Friday, April 26, 2013

Database roles: BigData, BigUsers, Big...Problems?

Today at lunch we had an interesting discussion about the role of databases in the contemporary IT development - and there was a lot of buzz-words thrown across the table: Hadoop, NoSQL, BigData, BigUsers (reasonably small data+high number of concurrent users), ACID-compliance etc. To be fair, a bit too many buzz-words - I have a very bad feeling that even contemporary architects stopped understanding core concepts behind their work!

Let's start from the key point - we have databases to manage DATA. And one of the key elements of this tasks is to make sure that data is reliably stored and retrieved. And here is a catch - what do we mean by reliable? Or to be precise - what happens to you/your company/your customers if some piece of the data is lost forever/unrecoverable? And the answer on this question drives the whole technology stack! For example, if you work with medical/legal/official data - a small chunk of lost information (if noticed) could mean litigation at best and people's life at worst!

Let's be clear - majority of current NoSQL DB solutions are explicitly not ACID-compliant (or at least not 100% ACID compliant). For example, I found a pretty good analysis of MongoDB and CouchDB - and it is clear that even its proponents say that there are always trade-offs between performance and data reliability. In some articles there are even suggestions to have double-environment implementation, where you have NoSQL-database for non-critical data plus RDBMS for critical data.

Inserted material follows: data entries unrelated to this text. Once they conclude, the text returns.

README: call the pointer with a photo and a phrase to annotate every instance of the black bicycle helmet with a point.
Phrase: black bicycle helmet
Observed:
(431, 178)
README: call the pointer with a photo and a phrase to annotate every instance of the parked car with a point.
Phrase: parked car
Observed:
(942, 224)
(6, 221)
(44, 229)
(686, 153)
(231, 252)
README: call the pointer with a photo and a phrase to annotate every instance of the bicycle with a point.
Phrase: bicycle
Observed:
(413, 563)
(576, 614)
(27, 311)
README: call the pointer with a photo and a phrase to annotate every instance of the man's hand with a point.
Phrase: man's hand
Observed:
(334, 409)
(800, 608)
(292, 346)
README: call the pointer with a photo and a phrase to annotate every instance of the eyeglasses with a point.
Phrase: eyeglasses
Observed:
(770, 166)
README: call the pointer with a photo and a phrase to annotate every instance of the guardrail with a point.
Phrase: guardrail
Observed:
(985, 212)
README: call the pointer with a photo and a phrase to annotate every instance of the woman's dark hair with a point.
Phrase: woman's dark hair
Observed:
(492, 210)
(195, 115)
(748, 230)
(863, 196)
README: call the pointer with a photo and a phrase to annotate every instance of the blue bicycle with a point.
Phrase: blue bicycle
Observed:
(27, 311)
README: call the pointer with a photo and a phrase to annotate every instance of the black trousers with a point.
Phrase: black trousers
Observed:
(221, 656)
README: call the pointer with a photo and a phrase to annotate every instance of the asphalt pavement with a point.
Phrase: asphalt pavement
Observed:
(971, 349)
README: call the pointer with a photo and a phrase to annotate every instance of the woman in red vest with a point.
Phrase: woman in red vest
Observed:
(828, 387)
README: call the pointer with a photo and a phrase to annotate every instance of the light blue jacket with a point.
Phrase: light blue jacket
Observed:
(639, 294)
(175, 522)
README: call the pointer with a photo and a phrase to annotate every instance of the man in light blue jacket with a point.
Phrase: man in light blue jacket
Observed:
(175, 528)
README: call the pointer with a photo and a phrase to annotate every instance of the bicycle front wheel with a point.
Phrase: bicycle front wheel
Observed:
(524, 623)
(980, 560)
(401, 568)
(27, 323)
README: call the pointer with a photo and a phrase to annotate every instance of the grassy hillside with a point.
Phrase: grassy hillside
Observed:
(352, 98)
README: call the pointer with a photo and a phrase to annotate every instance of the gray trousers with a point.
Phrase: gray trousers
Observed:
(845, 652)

Just to clarify - what do I mean by ACID-compliance:
  • Atomicity requires that each transaction is executed in its entirety, or fail without any change being applied.
    • I.e. if you have successful INSERT and successful DELETE in the same transaction - you will have both/none of them committed.
  • Consistency requires that the database only passes from a valid state to the next one, without intermediate points.
    • I.e. it is impossible to catch the database in the state when for the stored data some rules (for example, PK) are not yet enforced
  • Isolation requires that if transactions are executed concurrently, the result is equivalent to their serial execution. A transaction cannot see the partial result of the application of another one.
    • I.e. each transaction works in its own realm until it tries to commit the data.
  • Durability means that the the result of a committed transaction is permanent, even if the database crashes immediately or in the event of a power loss.
    • I.e. it is impossible to have a situation when the application/user thinks the data is committed but after the power failure it is gone. 
As we can see from that list, all of these listed requirements are technically very challenging to implement, especially with the high number of concurrent users and significant data volumes - that why Oracle went extreme with its UNDO/REDO/LOG mechanisms. But that's the price to pay for being sure that if you saved the data - it would NEVER disappear.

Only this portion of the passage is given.